Television shows like ABC Family’s Switched at Birth, Marlee Matlin appearing on Celebrity Apprentice and Dancing With the Stars, Sign Language Interpreters becoming famous (or infamous) after demonstrating their skills to the world……many are noticing a beautiful language much more mysterious not too many years ago.
Babies are learning sign language. Children with deaf friends are learning sign language. Sign Language interpreters are now seen in countless venues stirring the pot of curiosity and intrigue.


So……if you have no family members, no co-workers, no friends who happen to be deaf, why would you want to learn the language used by the majority of the Deaf in the U.S.?


ASL (American Sign Language) is the most common sign language used throughout North America. ASL is not a foreign language if by “foreign” you mean “coming from another country.”  ASL evolved….and is continually evolving….and may contain a mix of signs originated years ago in foreign lands. However, this language is alive and dynamic. According to USA Today, ASL is currently close to surpassing ‘German’  as the 3rd most common language used among American citizens.


Just imagine….being born and raised in the beautiful USA….loving Mom, baseball and apple pie….but unable to hear spoken language. Try to navigate through one single day – – unable to hear your own voice or any other voices around you. Imagine trying to read lips and/or communicate everything in writing. Imagine trying to understand a “breaking news story” with no captions. Imagine yourself as the only deaf child in elementary school, middle school, high school. No first run movies with captions, no experience with current music trends. Imagine frustration and isolation.


Now imagine encountering one single person with whom you can easily communicate. Maybe in the grocery store, the post office, the DMV, the PTA, your place of work or worship. Imagine the ten year old you. A deaf child mainstreamed into public school. School plays?  Band practice? Holiday programs? These can be challenging for any student, but especially for the deaf student who can possibly only communicate with their classroom interpreter. Now…..imagine meeting one single classmate or teacher who can communicate in your language.


Can you feel it?


Self-induced isolation is hard enough. Harder still when isolation is part of your life, but not of your choosing,


So back to the original question. Why learn ASL ?


1. For all the reasons mentioned above. You can be “the one” who opens the communication doors that are often slammed shut. If you’ve ever traveled to a foreign country and finally found someone who speaks English, you know how it feels.

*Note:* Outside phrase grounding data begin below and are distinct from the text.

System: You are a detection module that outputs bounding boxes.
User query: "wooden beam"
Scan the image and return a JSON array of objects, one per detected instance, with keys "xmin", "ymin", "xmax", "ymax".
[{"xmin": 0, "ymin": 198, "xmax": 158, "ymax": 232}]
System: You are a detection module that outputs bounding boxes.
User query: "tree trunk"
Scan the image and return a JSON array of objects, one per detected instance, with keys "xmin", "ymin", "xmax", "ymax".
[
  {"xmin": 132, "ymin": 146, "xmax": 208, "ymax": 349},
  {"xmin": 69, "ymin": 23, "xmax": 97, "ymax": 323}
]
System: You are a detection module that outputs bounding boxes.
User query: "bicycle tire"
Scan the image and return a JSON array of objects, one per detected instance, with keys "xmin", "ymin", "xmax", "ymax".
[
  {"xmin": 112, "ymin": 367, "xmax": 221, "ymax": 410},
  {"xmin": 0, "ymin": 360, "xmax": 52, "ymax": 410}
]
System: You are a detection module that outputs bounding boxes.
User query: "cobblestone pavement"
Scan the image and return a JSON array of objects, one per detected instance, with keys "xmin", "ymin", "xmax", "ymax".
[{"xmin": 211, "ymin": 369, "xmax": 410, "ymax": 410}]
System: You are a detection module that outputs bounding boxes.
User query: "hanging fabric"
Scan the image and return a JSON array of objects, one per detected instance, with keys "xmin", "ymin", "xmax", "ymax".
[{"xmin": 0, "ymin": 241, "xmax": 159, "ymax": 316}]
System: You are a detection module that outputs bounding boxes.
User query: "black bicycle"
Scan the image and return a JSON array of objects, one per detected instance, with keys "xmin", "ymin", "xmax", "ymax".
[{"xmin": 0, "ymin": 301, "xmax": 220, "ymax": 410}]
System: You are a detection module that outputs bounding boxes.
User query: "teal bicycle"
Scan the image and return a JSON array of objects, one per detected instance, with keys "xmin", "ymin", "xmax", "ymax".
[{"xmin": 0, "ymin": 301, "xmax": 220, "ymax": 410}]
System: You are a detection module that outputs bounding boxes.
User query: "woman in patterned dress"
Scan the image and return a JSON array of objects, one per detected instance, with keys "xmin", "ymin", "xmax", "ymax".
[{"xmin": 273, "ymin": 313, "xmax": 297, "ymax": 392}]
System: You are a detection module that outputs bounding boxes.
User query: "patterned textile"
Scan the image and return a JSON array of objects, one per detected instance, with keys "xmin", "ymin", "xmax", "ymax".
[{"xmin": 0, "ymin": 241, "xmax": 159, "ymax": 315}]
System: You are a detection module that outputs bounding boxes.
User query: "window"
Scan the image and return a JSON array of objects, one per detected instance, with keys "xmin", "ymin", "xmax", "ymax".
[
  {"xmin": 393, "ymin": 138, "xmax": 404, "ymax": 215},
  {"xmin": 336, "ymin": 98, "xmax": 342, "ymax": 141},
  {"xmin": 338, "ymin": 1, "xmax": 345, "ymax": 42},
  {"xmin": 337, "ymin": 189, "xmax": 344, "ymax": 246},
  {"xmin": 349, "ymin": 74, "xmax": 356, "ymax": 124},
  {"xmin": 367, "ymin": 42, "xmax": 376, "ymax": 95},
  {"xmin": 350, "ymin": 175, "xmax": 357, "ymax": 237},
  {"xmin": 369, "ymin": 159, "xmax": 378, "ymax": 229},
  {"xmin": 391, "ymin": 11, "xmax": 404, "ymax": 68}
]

2. As trite as this may sound, ASL is FUN!  To learn to express your ideas, a concept, your feelings in such a physical way……it’s fun, creative and really not difficult to learn. A good teacher will help explain the history behind the signs which makes them easier to remember.


3. Want to become an Interpreter and help facilitate communication every day?  This is one of many career choices available to those skilled in ASL.


4. How about early communication with your child?  Parents are now using sign language to communicate with children who have not yet learned to talk.


While considering the value of foreign language skills….French?  Spanish?  Italian? Consider learning a language born right here in the land of Purple Mountain Majesties. Many Community Colleges offer classes for beginners and those seeking certification.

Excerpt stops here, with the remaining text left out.